Des mois après les premières mauvaises nouvelles d'un ralentissement, puis d'une réelle récession, les effets négatifs se cristallisent. Cette semaine, c'est la situation troublante de la papetière AbitibiBowater qui a fait les manchettes. L'entreprise se bute avec une dette accumulée de 6 milliards $ US et les efforts de refinancement échoppent. Est ainsi remise en cause toute la viabilité de l'entreprise, qui englobe l'usine que les Gatinois ont longtemps appelée tout simplement « le moulin », le long du boulevard Maloney, dans le secteur Gatineau.
Au Canada seulement, 12 000 employés représentés par le Syndicat canadien des communications, de l'énergie et du papier craignent pour leur gagne-pain. Dont les 400 de l'usine de Gatineau. Avec raison. Le SCEP demande aux gouvernements de venir en aide à l'industrie financière comme il l'a fait pour le secteur automobile : il s'agit là d'un débat de fond qui mérite évidemment d'être tenu. Mais au-delà de cette industrie, c'est le sort de toutes les caisses de retraite du pays, et de leurs millions de cotisants, dont il faut aussi s'occuper.
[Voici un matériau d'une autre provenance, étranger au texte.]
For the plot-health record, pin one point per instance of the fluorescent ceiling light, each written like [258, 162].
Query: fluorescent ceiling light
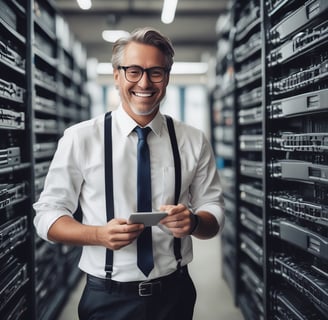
[177, 68]
[84, 4]
[168, 12]
[113, 35]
Selon le journal Le Quotidien, publié dans LeDroit vendredi, il y a 8900 retraités d'AbitibiBowater au Québec. Pour compliquer les choses, ils sont réunis au sein de 20 régimes de retraite différents, qui témoignent du nombre de prises de contrôle qui ont mené à ce qu'est AbitibiBowater aujourd'hui, comme la CIP, la Belgo, l'Abitibi-Price, la Price Brothers, la Bowater, la Donohue, la Consolidated-Bathurst, etc. Le sort des retraités est plus critique que celui des travailleurs car si ces derniers, qui n'ont pas l'âge de la retraite, peuvent toujours espérer dénicher un autre emploi. Les retraités n'ont pas ce loisir : leurs revenus sont plafonnés. Nous voyons mal comment un homme de 78 ans, s'il a encore l'énorme bénéfice de la santé, retournerait sur le marché du travail pour suppléer à des revenus de retraite qui ont fondu.
Les caisses de retraites de l'AbitibiBowater sont menacées. Celle de bien d'autres entreprises peu solvables également. C'est entre autres le cas dans l'industrie automobile. Les retraités de l'AbitibiBowater ont tout autant de raisons de s'inquiéter de leur avenir que les retraités de General Motors ou Chrysler, ou des sociétés minières plombées par la crise économique mondiale.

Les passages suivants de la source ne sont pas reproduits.